Grupo suspeito de fraudar concursos é alvo de operação conjunta em Pernambuco e Alagoas

19 de agosto de 2026 Policial
Redação Tu Visse por Redação Tu Visse

O Ministério Público de Pernambuco (MPPE) e o Ministério Público de Alagoas (MPAL) deflagraram, nesta terça-feira (18), a Operação Babet, que investiga um grupo suspeito de atuar na fraude de concursos públicos em Pernambuco e Alagoas.

A ofensiva foi realizada pelo Grupo de Atuação Especial de Combate ao Crime Organizado (Gaeco), com apoio das Polícias Civil e Militar. Ao todo, foram cumpridos três mandados de prisão e oito de busca e apreensão nos dois estados.

Em Pernambuco, as medidas judiciais foram realizadas no Recife e em municípios da Região Metropolitana e do Agreste. Em Alagoas, uma prisão e dois mandados de busca e apreensão foram cumpridos na região metropolitana de Maceió. Durante as diligências, foram apreendidos dispositivos eletrônicos, documentos e outros materiais que deverão passar por análise técnica.

Investigação começou em concurso de Rio Largo

Segundo o Ministério Público, a investigação teve início em Alagoas, após a identificação de possíveis irregularidades no concurso para a Guarda Municipal de Rio Largo.

Com o avanço das apurações, os investigadores identificaram indícios de que o grupo teria utilizado diferentes estratégias para interferir em concursos públicos de maneira reiterada, com o objetivo de favorecer determinados candidatos.

As suspeitas, segundo o MPPE, não ficaram restritas ao certame de Rio Largo.
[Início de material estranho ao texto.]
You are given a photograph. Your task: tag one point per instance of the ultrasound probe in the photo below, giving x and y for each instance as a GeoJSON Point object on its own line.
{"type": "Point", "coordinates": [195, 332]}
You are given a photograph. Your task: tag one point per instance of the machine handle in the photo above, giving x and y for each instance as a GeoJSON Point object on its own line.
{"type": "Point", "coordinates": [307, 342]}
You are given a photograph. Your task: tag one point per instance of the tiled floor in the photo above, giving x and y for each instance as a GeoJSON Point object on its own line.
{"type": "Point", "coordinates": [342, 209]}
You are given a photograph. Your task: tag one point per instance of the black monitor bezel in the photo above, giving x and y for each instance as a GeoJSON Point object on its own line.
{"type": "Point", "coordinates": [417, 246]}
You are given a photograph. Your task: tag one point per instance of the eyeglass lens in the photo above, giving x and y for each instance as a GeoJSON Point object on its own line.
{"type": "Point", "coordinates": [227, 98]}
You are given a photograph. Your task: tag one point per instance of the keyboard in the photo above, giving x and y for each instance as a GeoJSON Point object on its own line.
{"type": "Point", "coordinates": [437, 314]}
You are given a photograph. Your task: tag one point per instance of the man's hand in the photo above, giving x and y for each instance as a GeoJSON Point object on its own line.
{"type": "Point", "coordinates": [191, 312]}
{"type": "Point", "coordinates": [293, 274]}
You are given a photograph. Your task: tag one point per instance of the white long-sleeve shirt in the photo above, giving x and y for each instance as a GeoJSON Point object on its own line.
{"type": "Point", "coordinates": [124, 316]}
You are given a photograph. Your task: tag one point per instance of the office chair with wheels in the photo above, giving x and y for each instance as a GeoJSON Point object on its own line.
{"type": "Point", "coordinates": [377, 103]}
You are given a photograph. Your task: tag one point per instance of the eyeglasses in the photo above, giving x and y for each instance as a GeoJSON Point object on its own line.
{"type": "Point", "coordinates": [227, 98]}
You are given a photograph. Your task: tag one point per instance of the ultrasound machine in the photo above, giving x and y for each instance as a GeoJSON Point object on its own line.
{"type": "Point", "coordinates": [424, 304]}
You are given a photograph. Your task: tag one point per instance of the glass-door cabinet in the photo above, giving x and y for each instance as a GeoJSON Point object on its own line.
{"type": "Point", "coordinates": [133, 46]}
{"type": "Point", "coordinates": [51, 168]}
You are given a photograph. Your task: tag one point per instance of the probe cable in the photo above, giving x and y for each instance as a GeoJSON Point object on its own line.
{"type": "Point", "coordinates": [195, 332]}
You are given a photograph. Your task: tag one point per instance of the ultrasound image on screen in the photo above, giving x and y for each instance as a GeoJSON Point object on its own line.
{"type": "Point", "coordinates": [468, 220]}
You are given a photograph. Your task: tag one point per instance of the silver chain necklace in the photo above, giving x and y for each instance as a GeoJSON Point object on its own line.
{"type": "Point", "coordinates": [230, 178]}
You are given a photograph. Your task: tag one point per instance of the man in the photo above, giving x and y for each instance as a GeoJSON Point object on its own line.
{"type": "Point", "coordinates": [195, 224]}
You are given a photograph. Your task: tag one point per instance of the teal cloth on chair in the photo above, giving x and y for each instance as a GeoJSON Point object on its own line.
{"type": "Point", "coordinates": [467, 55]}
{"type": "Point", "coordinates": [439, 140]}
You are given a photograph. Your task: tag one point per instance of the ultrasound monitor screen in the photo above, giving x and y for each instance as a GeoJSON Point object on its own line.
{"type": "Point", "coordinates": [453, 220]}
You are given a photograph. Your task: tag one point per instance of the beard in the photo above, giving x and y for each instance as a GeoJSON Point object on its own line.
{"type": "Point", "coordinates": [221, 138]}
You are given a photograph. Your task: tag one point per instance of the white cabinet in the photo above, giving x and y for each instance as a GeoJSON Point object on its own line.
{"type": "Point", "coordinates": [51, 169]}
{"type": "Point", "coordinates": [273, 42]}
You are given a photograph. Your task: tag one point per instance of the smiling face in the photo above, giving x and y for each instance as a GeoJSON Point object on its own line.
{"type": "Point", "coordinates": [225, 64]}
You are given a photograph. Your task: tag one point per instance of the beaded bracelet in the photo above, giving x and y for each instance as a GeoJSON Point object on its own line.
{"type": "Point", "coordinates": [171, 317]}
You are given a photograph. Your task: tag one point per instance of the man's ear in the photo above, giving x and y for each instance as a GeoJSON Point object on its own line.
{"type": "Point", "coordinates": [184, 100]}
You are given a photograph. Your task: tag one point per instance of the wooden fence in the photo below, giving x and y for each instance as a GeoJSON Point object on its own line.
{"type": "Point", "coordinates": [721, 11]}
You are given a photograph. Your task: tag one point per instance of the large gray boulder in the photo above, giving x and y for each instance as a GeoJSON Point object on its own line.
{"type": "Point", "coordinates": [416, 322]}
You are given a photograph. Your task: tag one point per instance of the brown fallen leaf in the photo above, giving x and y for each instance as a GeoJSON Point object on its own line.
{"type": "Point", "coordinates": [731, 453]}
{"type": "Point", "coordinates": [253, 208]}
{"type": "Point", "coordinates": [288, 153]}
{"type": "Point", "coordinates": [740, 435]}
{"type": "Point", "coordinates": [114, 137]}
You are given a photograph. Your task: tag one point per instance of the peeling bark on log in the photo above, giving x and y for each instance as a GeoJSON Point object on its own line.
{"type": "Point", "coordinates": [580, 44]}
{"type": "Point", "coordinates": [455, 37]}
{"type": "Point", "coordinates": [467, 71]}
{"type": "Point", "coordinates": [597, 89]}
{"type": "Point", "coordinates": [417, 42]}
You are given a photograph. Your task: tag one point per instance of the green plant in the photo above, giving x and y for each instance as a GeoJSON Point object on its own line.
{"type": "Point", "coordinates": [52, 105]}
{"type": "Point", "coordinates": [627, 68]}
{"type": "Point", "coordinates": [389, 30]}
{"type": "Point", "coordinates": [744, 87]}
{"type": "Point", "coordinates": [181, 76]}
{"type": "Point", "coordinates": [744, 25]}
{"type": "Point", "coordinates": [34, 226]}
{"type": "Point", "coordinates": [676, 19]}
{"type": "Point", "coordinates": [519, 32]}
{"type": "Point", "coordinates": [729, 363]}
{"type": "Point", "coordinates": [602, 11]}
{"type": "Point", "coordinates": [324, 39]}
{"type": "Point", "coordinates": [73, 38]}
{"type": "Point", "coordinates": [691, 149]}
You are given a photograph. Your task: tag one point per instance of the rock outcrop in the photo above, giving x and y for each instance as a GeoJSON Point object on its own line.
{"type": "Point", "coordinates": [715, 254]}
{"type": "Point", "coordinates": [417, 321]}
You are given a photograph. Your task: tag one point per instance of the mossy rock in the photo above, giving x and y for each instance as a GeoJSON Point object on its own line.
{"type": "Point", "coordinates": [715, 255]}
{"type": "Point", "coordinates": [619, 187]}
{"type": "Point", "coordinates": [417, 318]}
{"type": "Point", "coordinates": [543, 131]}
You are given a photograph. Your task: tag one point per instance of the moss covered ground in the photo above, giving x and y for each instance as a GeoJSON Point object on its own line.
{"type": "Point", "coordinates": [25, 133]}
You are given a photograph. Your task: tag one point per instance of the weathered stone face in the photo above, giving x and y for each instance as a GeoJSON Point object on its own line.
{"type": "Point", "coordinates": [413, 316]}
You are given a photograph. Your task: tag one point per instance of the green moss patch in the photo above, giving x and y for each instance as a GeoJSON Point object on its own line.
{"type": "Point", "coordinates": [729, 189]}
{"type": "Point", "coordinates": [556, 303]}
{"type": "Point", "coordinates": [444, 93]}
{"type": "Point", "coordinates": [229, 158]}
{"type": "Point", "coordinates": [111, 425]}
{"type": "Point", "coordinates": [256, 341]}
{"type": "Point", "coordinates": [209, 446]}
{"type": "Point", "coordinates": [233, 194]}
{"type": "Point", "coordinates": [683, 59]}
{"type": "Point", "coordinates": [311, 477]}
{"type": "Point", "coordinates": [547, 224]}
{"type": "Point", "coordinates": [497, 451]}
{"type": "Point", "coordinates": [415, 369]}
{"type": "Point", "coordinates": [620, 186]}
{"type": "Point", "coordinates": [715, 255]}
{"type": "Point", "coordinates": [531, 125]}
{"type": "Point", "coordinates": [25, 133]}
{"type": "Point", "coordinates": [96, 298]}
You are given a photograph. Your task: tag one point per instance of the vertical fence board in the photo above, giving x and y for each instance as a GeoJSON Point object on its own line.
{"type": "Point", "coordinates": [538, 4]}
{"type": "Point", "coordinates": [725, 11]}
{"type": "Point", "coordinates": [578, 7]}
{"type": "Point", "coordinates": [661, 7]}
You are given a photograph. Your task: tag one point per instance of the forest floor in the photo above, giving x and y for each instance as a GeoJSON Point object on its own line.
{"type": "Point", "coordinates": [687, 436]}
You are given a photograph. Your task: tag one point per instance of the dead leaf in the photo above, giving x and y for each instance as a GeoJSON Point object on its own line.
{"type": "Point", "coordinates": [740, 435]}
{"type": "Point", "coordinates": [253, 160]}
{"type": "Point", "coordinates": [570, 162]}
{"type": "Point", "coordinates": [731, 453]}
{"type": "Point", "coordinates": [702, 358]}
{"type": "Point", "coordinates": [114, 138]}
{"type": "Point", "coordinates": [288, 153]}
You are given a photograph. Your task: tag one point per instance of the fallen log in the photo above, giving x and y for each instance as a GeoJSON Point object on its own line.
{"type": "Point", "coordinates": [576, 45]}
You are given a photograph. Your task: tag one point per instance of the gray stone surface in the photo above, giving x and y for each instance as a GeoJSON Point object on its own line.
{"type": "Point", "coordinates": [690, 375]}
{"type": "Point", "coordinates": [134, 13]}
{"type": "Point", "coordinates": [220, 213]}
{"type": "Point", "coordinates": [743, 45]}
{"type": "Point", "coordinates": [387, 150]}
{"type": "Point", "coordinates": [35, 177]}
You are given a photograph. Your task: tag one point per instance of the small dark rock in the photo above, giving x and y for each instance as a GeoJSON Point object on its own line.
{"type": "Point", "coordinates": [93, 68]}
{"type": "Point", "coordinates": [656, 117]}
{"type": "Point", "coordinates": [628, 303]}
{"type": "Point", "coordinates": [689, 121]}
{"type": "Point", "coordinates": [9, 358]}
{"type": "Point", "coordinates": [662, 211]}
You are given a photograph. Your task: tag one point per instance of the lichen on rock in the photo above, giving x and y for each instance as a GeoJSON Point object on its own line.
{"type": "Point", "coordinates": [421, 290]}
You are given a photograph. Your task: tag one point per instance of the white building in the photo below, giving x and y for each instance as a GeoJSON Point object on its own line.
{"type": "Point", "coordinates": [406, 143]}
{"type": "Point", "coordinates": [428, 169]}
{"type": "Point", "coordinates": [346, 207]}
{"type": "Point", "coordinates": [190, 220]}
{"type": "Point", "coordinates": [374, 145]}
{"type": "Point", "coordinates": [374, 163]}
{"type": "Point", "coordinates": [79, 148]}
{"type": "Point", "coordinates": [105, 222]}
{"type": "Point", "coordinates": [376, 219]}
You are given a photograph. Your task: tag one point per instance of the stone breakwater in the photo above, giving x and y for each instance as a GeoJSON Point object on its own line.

Dois dos alvos dos mandados de prisão também são investigados por uma suposta fraude de natureza semelhante ocorrida recentemente em Pernambuco.

Material apreendido será analisado

Os documentos e equipamentos recolhidos durante a operação serão submetidos a perícia e análise técnica. O material poderá ajudar os investigadores a identificar outros possíveis envolvidos e esclarecer a extensão das supostas fraudes.

A atuação conjunta dos Ministérios Públicos de Pernambuco e Alagoas busca avançar na identificação dos responsáveis e preservar a lisura, a igualdade entre os candidatos e a credibilidade dos concursos públicos.

As investigações continuam para esclarecer como o esquema teria funcionado e verificar a participação de outras pessoas.